繍仏の制作は特に女性の信仰と結びついているのが特徴らしい。
※奈良国立博物館HP 刺繍阿弥陀三尊来迎図より
大講堂にも天井に白鳳時代の模様が描かれている。
講堂は仏足石を観ることができる珍しい場所でもある。
仏足石はお釈迦さまが入滅してから紀元100年までに、お釈迦様を偲ぶためにお釈迦の足跡を刻んだ石を造り信仰の対象としたもの。
後に仏像が作られるようになってから仏足石はなくなり、ストゥーパ (舎利塔)と仏像の間に位置しているのが仏足石となる。
薬師寺の仏足石は天平勝宝5年(753年)に作られたもので、古代の仏足跡は例が少なく現存最古。
※薬師寺のHPより
現在、寺院では仏像が祀られているが、お釈迦様が入滅してから紀元100年頃までは仏像が作られなかった。

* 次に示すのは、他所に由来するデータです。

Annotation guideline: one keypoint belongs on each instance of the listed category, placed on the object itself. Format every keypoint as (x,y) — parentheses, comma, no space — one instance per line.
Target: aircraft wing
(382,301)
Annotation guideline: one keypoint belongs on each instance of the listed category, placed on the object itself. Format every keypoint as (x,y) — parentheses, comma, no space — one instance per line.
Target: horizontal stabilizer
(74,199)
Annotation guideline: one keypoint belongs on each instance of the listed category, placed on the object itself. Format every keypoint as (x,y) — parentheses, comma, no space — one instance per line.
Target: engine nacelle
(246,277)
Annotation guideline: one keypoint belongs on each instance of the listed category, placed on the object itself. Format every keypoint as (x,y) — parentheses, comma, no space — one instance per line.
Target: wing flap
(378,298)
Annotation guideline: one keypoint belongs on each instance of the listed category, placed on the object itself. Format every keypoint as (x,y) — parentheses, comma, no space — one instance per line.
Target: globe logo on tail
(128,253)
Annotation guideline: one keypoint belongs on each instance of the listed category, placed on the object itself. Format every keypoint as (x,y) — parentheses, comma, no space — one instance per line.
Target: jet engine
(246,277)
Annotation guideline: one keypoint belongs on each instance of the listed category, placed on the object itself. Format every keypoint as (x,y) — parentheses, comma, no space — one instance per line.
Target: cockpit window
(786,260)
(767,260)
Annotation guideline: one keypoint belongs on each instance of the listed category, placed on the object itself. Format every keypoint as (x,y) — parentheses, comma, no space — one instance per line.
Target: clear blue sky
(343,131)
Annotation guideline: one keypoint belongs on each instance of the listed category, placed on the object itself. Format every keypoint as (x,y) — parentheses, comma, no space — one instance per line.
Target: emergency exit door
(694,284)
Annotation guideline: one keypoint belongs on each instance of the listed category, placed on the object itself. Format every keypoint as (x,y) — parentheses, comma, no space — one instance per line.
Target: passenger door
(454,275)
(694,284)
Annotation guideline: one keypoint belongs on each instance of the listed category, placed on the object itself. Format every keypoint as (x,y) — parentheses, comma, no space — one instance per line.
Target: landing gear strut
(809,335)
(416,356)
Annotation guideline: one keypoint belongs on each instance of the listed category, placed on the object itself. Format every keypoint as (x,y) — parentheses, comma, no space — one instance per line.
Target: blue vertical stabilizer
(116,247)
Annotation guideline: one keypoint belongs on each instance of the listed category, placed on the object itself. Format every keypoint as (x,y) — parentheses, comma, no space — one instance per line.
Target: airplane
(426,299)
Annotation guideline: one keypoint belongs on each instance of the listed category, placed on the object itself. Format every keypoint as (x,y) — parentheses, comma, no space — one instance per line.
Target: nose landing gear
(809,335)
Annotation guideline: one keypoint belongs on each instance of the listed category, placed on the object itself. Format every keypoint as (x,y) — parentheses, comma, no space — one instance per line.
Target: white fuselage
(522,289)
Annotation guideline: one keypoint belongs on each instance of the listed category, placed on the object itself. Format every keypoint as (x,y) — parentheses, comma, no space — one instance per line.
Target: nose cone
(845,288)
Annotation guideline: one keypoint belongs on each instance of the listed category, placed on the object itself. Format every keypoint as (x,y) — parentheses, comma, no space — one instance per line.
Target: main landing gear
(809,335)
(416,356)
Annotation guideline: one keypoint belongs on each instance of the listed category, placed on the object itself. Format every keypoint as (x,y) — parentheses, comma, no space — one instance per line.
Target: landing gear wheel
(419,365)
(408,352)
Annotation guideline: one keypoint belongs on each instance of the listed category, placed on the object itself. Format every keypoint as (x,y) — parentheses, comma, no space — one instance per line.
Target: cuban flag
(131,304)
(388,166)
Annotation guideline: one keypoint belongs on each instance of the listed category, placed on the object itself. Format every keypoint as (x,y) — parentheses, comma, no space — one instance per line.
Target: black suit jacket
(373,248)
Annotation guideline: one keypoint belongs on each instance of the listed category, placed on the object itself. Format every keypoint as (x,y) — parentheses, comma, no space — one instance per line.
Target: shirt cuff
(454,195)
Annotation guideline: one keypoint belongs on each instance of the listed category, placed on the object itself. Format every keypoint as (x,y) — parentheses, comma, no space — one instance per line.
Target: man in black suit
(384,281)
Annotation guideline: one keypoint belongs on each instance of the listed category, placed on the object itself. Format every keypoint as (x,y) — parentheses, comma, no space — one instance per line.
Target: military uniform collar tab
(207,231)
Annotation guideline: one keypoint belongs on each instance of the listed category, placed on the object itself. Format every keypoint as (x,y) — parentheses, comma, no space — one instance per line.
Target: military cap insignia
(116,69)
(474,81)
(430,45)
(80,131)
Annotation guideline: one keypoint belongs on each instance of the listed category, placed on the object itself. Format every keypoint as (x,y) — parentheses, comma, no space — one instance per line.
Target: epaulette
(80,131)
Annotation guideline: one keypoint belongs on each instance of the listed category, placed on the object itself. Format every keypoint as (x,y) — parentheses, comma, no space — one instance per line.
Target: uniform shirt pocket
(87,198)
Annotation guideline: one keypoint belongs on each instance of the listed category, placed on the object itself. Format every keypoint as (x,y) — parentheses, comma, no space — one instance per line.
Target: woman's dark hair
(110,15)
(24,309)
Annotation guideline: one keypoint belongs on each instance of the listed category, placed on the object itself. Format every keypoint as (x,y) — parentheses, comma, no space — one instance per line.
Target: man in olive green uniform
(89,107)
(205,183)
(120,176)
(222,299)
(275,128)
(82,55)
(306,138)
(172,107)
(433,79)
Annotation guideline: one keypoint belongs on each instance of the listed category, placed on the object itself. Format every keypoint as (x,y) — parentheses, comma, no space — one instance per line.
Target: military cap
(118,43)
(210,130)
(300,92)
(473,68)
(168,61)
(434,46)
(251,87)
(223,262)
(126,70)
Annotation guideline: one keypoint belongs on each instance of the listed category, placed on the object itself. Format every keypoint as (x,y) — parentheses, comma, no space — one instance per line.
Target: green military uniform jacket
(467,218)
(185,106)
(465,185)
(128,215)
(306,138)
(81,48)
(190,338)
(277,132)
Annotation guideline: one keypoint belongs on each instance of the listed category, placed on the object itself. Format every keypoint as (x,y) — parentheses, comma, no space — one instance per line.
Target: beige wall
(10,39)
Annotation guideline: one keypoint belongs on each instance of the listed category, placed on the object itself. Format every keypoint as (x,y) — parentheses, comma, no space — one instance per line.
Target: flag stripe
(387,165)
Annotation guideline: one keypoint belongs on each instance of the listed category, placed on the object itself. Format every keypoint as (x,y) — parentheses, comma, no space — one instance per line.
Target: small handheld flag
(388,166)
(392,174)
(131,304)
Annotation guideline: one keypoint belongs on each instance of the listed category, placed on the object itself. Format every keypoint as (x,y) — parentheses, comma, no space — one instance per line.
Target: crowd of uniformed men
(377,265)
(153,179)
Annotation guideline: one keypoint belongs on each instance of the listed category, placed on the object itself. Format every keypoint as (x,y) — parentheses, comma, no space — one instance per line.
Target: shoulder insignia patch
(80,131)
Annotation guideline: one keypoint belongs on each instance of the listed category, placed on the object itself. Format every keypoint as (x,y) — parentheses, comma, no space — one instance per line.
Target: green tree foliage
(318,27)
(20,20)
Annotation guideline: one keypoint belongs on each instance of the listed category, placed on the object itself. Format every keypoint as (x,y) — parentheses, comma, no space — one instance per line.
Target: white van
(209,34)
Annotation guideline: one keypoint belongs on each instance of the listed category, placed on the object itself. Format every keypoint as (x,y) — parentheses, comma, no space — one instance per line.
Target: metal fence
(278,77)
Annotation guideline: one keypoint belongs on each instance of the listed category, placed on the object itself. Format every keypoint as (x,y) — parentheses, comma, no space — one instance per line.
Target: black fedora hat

諸説あるが、悟りを開き人智を超えた存在であるお釈迦様を人間が表現するのは不可能と考えらたからで、人びとは仏像のかわりに菩提樹や法輪など、
お釈迦様にまつわるモチーフを描いてお釈迦様を表現し、特によく描かれたのが仏足跡だった。
人びとはそこにお釈迦様が立っておられるとイメージしながら手を合わせたと、そんなことが薬師寺のHPに書かれていた。
お釈迦さまはイエスキリストと一緒で実在した人物だから、仏足石は人間の等身大の足の大きさだと思っていたが、顔よりも大きいものでいがいだった。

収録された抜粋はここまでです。